There is quite some information that one needs to gather to make a decision. A computer algorithm will be able to extensively evaluate the changes in stock prices, also considering the moving average factors. When the set criteria have been met, it will be easier to play buy stocks that are bound for higher levels of success. It is an efficient process


To bring Algorithmic trading to life, there are various strategies that need to be considered. These make it easier to elevate earnings as well as to bring down costs. There are three types of strategies that you should consider. The most common ones are the trend following strategies which make it possible for you to follow different trends in price level movements, channel breakouts and moving averages.

The next option is the arbitrage opportunities which involves looking for a stock that is in two markets at the same time. You can buy a dual listed stock at a lower price in a market, and at the same time selling the stock at a higher price in the next market. This means that you can make a profit without any risk.

The third type of strategy is the time weighted average price also known as TWAP. This is a strategy that begins with a large order, which is then released into smaller proportions into the market. By consistently releasing these orders, it becomes more possible to get an order that is close to the average price, in between the starting and ending times of the trade. This means that there is less impact on the market and one can get a good trade.

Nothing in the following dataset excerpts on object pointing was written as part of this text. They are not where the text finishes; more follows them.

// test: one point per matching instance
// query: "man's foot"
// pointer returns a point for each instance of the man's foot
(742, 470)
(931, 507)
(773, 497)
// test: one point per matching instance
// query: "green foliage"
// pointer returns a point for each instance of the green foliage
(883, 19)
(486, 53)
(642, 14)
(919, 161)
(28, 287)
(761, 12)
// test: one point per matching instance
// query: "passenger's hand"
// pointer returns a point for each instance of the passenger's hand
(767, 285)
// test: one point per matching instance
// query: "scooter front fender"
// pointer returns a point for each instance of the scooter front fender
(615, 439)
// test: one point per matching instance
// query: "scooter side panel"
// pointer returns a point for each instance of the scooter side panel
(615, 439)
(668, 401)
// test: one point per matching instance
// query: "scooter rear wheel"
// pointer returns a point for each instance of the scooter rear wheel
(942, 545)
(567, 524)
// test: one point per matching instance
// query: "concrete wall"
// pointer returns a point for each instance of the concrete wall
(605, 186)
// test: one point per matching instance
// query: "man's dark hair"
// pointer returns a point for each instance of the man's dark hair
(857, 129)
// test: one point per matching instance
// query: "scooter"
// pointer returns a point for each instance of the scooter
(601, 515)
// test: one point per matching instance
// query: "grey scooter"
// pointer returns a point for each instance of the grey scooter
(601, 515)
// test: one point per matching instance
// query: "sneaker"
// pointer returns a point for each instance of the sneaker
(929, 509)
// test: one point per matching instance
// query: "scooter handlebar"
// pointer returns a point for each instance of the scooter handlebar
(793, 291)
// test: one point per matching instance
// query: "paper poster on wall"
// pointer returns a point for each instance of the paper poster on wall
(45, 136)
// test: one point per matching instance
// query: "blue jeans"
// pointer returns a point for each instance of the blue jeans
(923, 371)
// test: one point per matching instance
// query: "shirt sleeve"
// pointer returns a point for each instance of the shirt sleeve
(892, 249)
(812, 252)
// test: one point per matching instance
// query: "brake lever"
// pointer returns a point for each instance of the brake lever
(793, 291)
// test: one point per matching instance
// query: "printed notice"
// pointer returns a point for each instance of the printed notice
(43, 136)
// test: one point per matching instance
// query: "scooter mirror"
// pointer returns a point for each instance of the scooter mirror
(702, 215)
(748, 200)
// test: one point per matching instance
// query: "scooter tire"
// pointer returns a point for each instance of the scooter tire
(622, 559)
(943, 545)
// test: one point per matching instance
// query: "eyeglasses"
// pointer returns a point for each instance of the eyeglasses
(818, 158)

Algorithmic trading is meant to make the entire trading process easier. However, it is essential that one ensure the concept or strategy that they use has been thoroughly tested. Before choosing to go with algorithms, it will pay to get some experience in programming so that one can fully understand the way that they work. As you start with one strategy, stick with it and see it through to the end rather than being tempted to switch in between strategies. This will make it easier to gain a profit.